Due to the success of the startup, Spears said it gave him the opportunity to “be selfish” and raise funds for the Hydrocephalus Association to benefit his daughter and others like her.
“If my daughter didn’t have this condition I wouldn’t be doing this, but I know there would be something else because I always knew we would have to be about more than just making an alcoholic beverage, but I (didn’t) know what the other thing would be,” he said.
Locust began donating a portion of their cider club registration fee to the nonprofit organization, but Spears said he really wanted to donate funds per bottle sold.
“To be honest, we are a for-profit company, we are not a nonprofit and competition on the grocery store shelves is fierce,” he said. “People are price conscious and it is really hard to find that money in the cost of our cider.”
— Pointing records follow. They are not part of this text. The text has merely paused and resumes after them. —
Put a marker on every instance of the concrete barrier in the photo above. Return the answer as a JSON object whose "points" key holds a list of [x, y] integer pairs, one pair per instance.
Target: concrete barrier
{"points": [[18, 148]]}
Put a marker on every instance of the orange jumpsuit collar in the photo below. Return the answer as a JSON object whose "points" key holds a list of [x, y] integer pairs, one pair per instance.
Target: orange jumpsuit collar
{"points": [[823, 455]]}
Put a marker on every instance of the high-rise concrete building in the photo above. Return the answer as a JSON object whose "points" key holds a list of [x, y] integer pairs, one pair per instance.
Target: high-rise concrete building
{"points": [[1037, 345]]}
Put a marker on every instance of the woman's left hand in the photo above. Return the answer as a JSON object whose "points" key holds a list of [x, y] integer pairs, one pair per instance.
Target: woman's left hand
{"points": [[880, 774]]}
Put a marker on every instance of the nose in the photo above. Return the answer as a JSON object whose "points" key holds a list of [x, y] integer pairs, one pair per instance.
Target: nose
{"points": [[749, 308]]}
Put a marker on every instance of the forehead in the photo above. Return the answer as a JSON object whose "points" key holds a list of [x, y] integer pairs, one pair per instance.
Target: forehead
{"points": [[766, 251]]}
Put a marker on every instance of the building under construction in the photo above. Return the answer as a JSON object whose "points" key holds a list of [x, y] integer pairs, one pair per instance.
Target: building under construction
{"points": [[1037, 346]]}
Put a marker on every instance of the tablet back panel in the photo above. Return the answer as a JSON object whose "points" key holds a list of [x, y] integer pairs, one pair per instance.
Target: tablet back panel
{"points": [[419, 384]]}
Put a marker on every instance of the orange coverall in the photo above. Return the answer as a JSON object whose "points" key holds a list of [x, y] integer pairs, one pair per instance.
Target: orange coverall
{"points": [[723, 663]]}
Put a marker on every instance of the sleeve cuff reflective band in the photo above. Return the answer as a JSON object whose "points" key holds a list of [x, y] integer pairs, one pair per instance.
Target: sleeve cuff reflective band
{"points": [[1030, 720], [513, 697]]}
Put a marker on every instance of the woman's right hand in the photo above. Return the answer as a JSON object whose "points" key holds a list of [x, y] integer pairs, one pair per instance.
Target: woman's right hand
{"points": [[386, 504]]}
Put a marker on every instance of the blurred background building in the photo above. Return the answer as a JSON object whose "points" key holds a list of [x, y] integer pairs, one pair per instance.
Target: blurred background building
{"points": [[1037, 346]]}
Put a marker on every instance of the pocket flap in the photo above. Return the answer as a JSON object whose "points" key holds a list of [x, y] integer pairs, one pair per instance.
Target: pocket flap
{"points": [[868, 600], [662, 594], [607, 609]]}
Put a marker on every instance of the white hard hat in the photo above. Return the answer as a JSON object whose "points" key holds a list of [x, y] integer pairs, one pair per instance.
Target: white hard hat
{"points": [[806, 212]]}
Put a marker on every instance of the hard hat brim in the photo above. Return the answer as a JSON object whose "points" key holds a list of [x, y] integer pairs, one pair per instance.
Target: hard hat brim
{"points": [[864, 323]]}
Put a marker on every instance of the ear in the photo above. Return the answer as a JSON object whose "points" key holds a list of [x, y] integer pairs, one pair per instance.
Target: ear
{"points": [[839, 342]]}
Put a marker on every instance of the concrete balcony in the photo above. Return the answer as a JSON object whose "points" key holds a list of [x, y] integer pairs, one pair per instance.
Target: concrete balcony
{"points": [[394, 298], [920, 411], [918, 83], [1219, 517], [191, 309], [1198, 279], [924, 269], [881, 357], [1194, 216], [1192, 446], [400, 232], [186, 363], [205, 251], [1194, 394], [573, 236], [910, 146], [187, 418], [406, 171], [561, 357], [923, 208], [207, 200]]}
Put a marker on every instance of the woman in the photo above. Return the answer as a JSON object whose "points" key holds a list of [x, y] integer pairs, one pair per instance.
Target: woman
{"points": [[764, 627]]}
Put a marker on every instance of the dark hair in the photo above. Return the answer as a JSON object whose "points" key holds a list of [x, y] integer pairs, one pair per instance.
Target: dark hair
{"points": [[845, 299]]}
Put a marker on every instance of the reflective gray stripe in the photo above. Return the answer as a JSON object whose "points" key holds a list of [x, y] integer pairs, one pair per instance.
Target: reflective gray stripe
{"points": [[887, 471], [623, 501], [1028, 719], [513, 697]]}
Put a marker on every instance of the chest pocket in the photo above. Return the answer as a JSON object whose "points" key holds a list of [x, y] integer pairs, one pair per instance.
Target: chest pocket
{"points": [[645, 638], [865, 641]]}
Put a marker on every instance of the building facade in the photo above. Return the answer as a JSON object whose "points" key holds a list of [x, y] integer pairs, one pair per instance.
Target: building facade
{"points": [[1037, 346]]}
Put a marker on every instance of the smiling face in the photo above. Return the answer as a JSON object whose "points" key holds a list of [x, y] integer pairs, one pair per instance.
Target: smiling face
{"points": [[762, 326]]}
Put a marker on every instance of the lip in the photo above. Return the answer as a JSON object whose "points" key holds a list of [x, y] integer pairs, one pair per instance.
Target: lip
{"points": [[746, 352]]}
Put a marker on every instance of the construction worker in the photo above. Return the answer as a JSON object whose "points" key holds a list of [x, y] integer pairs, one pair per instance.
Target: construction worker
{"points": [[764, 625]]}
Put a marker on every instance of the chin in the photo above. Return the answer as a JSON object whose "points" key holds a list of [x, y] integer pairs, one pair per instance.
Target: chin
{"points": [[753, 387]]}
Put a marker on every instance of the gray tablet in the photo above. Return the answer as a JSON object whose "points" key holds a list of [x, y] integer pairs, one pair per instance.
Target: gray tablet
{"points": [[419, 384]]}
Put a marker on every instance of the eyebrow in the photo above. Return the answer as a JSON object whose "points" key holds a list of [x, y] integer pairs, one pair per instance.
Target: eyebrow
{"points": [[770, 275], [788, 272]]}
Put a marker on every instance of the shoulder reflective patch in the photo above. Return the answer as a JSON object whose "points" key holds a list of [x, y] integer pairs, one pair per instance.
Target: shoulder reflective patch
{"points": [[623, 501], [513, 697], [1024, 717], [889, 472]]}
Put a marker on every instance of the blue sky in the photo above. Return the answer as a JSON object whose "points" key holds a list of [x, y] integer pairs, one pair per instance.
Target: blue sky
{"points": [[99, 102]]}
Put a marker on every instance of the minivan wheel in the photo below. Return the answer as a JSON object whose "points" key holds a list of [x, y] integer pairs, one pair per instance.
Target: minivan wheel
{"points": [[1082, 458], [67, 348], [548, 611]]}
Locust recently partnered with Whole Foods to facilitate sales, enabling Spears to donate 10 cents from each bottle sold.
“Whole Foods has been amazing; they need a lot of love,” he said. “They started this, they featured it, they put it front and center in a lot of their stores.”
While Whole Foods continues to carry the Locust brand, Spears said he plans to continue doing everything he can to help his daughter and others.
“I tend to believe in the power of philanthropic capitalism,” he said. “It is somewhat selfish, but we get to tie our for-profit desires with the things we truly care about.”